Cannot train POS on another corpus ...
elduba opened this issue · comments
Hi !
First of all, i would like to thank you for this great tool and convert file you provide, it works just great.
But i am facing some issues with the french corpua.
could you please correct / complete my understanding of the configuration activities required for training on a another copus ? :
- Create a new folder in work (in my example UD_French) with 3 files : *-ud-dev.conllu / *-ud-test.conllu / **-ud-train.conllu
- Add the context.pbtxt and update file location value + record-format to "french-text"
- Update train.sh with correct file location value
- Run train.sh
Than I am stuck with that error :
File "/home/baduel/models/syntaxnet/bazel-bin/syntaxnet/parser_trainer.runfiles/external/tf/tensorflow/python/client/session.py", line 673, in _do_call
raise type(e)(node_def, op, message)
tensorflow.python.framework.errors.InvalidArgumentError: indices[0] = -1 is not in [0, 1)
[[Node: training/embedding_lookup_4 = Gather[Tindices=DT_INT32, Tparams=DT_FLOAT, _class=["loc:@training/Diag"], validate_indices=true, _device="/job:localhost/replica:0/task:0/cpu:0"](training/Diag, training/gold_actions)]]
Caused by op u'training/embedding_lookup_4', defined at:
File "/home/baduel/models/syntaxnet/bazel-bin/syntaxnet/parser_trainer.runfiles/syntaxnet/parser_trainer.py", line 303, in <module>
tf.app.run()
Any help would be life saving :)
Best regards
Edulba
@elduba
i noticed that there is no XPOS in UD_French corpus.

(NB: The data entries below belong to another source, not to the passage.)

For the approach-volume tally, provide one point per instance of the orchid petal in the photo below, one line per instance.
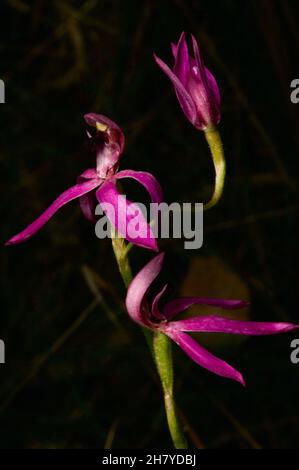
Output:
(139, 287)
(185, 99)
(88, 202)
(203, 357)
(72, 193)
(155, 304)
(218, 324)
(122, 213)
(179, 305)
(147, 180)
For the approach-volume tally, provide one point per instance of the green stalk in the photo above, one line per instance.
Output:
(215, 144)
(163, 358)
(160, 347)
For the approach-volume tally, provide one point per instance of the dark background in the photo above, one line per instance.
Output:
(77, 370)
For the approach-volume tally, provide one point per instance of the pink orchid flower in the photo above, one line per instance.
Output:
(108, 143)
(195, 86)
(148, 314)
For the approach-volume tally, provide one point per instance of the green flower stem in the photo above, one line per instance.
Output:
(160, 348)
(214, 141)
(163, 358)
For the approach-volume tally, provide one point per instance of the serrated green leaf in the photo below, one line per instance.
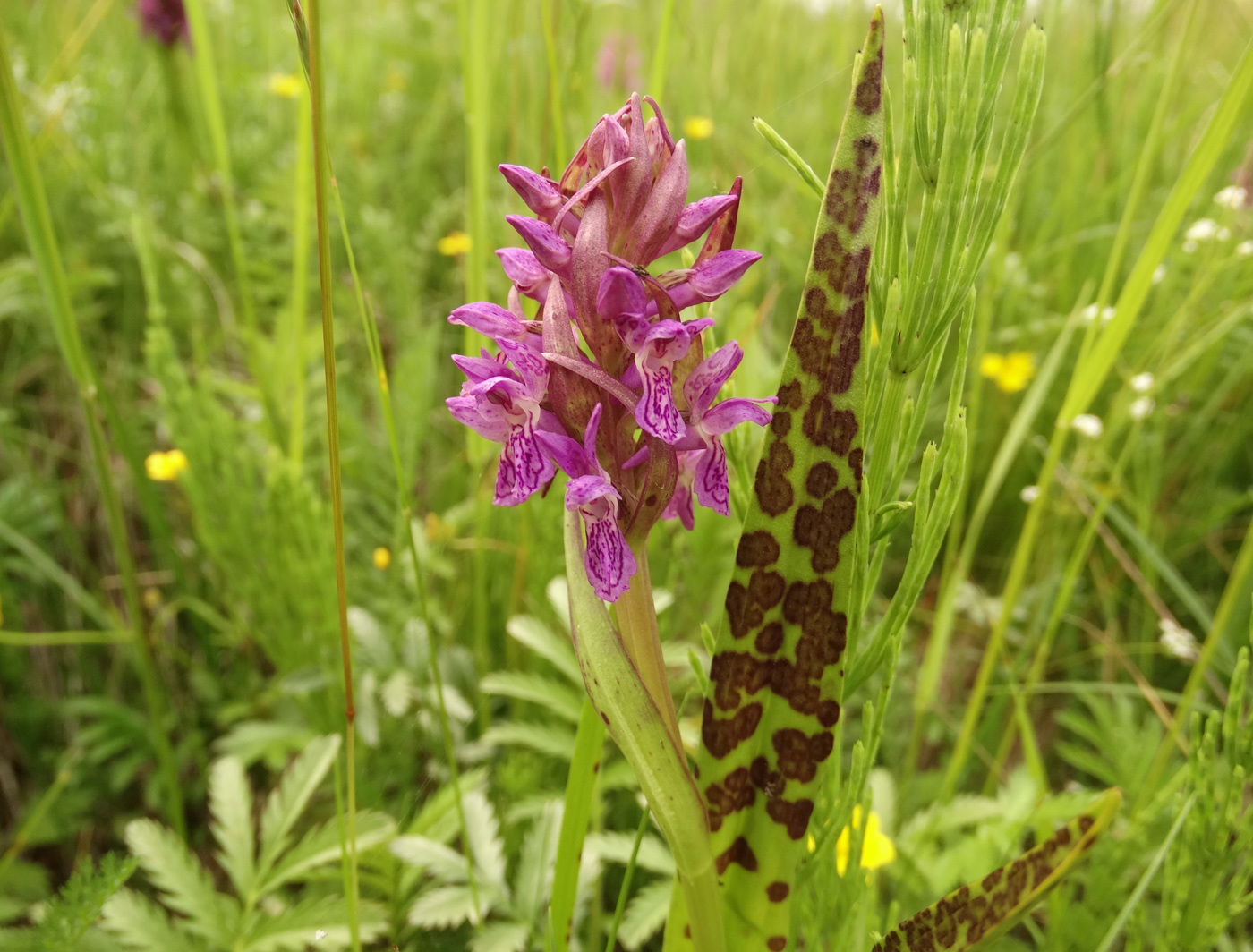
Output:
(231, 805)
(288, 801)
(547, 642)
(548, 693)
(321, 846)
(548, 739)
(984, 910)
(141, 924)
(645, 914)
(183, 882)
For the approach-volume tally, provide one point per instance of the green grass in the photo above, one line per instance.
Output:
(150, 298)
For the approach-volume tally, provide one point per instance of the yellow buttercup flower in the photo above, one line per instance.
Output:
(454, 243)
(698, 127)
(166, 466)
(1011, 371)
(285, 84)
(877, 848)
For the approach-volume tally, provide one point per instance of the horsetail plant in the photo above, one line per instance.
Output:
(611, 386)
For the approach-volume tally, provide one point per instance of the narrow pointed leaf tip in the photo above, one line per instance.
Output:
(777, 667)
(981, 911)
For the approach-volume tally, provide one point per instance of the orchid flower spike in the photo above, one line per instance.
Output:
(610, 344)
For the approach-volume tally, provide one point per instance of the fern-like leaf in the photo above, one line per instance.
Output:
(183, 882)
(321, 846)
(141, 924)
(288, 801)
(984, 910)
(231, 805)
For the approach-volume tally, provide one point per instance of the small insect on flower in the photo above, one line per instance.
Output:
(285, 85)
(1087, 425)
(1011, 372)
(1178, 641)
(698, 127)
(877, 848)
(454, 243)
(166, 21)
(166, 466)
(1142, 407)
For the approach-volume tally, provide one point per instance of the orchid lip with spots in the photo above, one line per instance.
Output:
(610, 382)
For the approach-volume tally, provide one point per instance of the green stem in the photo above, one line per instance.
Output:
(321, 178)
(41, 238)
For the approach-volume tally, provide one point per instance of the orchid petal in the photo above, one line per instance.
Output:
(732, 412)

1 Les le DET _ Definite=Def|Gender=Fem|Number=Plur 2 det _ _
2 commotions commotion NOUN _ Gender=Fem|Number=Plur 5 nsubj _ _
so, i modified convert.py script.
if tokens[4] == '_' :
tokens[4] = tokens[3] # there is no XPOS
else :
tokens[3] = tokens[4] # UPOS <- XPOS
it works :
...
I syntaxnet/reader_ops.cc:141] Starting epoch 1
INFO:tensorflow:Epochs: 1, num steps: 100, seconds elapsed: 1.44, avg cost: 2.20,
INFO:tensorflow:Epochs: 1, num steps: 200, seconds elapsed: 2.10, avg cost: 1.40,
INFO:tensorflow:Epochs: 1, num steps: 300, seconds elapsed: 2.76, avg cost: 0.99,
INFO:tensorflow:Epochs: 1, num steps: 400, seconds elapsed: 3.42, avg cost: 0.78,
INFO:tensorflow:Epochs: 1, num steps: 500, seconds elapsed: 4.07, avg cost: 0.69,
INFO:tensorflow:Epochs: 1, num steps: 600, seconds elapsed: 4.74, avg cost: 0.63,
INFO:tensorflow:Epochs: 1, num steps: 700, seconds elapsed: 5.38, avg cost: 0.54,
....
Thanks ! It works very fine
👍